The High Park Fire is done but its aftereffects will linger for years. We were fortunate; we lost a large number of trees on our property but the structures were not damaged. Sadly, 259 homes were lost, mostly in Rist Canyon and in Glacier View to the north. The people we've met who lost their homes, including the woman who was the selling realtor on this house, have amazing, positive attitudes towards the destruction, treating it as an opportunity to rebuild even better homes. Of course, we're seeing a biased sample. The people who lost so much that they never want to see this place again--well, they've already left and we'll never meet them. My heart goes out to them.
This week has been filled with aerial reseeding and mulching of slopes in the canyon. With the vegetation gone in so many places, erosion and flash flooding are a huge problem.

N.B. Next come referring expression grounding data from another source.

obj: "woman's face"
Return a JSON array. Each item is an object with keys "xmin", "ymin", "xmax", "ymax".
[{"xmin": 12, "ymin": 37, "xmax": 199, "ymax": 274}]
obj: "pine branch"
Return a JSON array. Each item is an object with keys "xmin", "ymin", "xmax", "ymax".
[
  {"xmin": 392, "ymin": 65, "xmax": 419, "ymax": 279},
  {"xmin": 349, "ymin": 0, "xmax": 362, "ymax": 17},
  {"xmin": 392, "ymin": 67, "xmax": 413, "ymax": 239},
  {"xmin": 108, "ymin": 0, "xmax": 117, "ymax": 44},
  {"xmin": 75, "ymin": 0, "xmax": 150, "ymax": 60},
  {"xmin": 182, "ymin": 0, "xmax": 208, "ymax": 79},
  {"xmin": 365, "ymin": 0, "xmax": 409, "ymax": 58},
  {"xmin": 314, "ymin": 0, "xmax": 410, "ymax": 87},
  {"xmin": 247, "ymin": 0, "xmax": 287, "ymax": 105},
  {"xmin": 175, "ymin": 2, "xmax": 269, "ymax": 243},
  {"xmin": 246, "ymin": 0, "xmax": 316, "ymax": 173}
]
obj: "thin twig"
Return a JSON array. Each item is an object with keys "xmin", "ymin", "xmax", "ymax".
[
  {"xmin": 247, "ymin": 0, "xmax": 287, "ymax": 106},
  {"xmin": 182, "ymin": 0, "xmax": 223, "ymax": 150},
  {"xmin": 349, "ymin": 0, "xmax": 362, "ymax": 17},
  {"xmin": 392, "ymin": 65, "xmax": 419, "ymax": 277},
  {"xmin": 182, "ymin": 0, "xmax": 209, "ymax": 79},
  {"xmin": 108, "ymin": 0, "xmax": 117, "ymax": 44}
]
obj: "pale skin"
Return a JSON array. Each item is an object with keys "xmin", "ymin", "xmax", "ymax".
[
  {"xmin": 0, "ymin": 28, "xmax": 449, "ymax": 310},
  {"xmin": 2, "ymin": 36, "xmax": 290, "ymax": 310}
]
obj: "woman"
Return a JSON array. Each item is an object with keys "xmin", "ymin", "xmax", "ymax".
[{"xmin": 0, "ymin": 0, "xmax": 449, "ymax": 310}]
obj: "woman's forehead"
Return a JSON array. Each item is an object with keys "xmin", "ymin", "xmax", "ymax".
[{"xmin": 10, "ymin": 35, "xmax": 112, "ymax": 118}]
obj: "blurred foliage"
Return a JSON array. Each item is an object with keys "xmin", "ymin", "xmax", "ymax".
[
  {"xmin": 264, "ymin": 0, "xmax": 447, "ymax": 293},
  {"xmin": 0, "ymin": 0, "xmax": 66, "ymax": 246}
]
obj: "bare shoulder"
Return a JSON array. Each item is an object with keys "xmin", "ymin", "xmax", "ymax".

Access to steep, densely forested areas is difficult so the work is done by helicopter. The same was true for the firefighting effort itself, only now they're spreading seed and straw rather than water. The helicopter landing zone (the "LZ," as my volunteer firefighter-in-training husband tells me it's called) is right across the road from us so we're getting a lot of chopper noise. They leave with a full bag of materials, fly west, and return with the bag dangling empty.
One particular bit of damage I was sad about was the huge mountain mahogany shrub (Cercocarpus montanus) next to the propane tank. The fire reached the tank and scorched it (eek!!) and destroyed the shrub. I saw this morning, however, that it is still alive. Mountain mahogany seems to have an amazing ability to regenerate from its roots; what a good little fire-adapted shrub!